We identified synonymous- and nonsynonymous variation in the coding sequence of the four cone opsins SWS1, SWS2, RH2, and LWS in both the adaptive radiation and selection experiment SNPs. For the adaptive radiation SNPs, we tested whether coding variation at cone opsins was associated with the sweep haplotype identified above by using both alleles at each nonsynonymous SNP and chi-square tests with Bonferroni-corrected p-values. We also estimated the mean ratio of pairwise sequence divergence at synonymous and nonsynonymous sites (mean pairwise dN/dS) for all pairs of haplotypes in the adaptive radiation dataset using PAML v4.8 [78] and following the approach by Yang and Nielsen [79]. This statistic measures the relative frequency of segregating amino acid polymorphism to silent mutations [80]. We assessed whether any of the four cone opsins showed an unusually high frequency of amino acid changes by computing the distribution of mean pairwise dN/dS for all functional amino acid–coding genes on assembled chromosomes in our dataset (n = 17,846 genes).

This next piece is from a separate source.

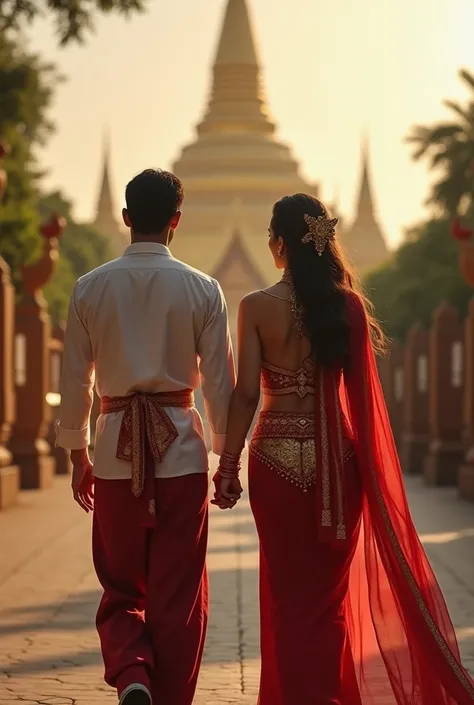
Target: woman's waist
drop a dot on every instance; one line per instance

Genotype–environment association

We tested whether genetic variation at the four cone opsins was associated with variation in light spectrum, using three environmental proxies of light spectrum, percent light transmission at 400 nm (T400), lake depth in meters, and log-transformed lake area in square meters. We assigned SNPs to up- and downstream regulatory regions, introns, exons, and 3′/5′-untranslated regions of each cone opsin gene using SnpEff v4.2 [81] and combined all SNP alleles per gene into a single multidimensional scaling (MDS) coordinate in R v3.3.1 [82]. We used the MDS coordinate as a response variable in a general linear model with three predictor variables: T400, lake depth, and log-transformed lake area. To test more specifically for an association with blackwater environment, we repeated the general linear model analysis with a categorical light transmission variable “clearwater” for lakes with T400 > 74% and “blackwater” with T400 ≤ 74%, following [16]. Significance of effects was determined after Bonferroni-adjustment for multiple testing. We qualitatively assessed which SNPs are most strongly correlated with blackwater habitat from single-SNP chi-square tests for each gene-associated SNP.

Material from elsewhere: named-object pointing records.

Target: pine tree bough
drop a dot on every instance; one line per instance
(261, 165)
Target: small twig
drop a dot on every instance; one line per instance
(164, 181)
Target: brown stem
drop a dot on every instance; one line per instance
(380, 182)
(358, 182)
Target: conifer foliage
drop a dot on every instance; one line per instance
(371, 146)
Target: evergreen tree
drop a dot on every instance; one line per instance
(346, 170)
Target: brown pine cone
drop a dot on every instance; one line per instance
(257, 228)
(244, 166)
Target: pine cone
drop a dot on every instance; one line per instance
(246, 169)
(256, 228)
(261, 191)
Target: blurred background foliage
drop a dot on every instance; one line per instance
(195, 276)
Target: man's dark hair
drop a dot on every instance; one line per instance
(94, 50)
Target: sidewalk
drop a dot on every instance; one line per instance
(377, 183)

For the selection experiment populations Mayer Lake and Roadside Pond, we estimated allele frequencies based on genotype likelihoods with angsd v0.911 [75] using raw-aligned reads of mapping quality > 17 for sites with quality > 17 and the GATK genotype likelihood model [68]. We computed allele-frequency changes for all variable sites in the genome and the empirical quantiles for absolute allele-frequency changes at SNPs surrounding SWS2 in Mayer Lake–based MAF bins of width 0.05. We also computed evolutionary change in haldanes at SWS2 key sites following equation 1 in [65], with raw allele frequency mean, standard deviations, and a generation time of 12.7 as input. Furthermore, we estimated the expected selection coefficient under a pure selection model, following equation 3.2 in [83], assuming incomplete dominance h = 0.5 and using a per generation allele-frequency change by dividing the observed allele-frequency change by 12.7 generations.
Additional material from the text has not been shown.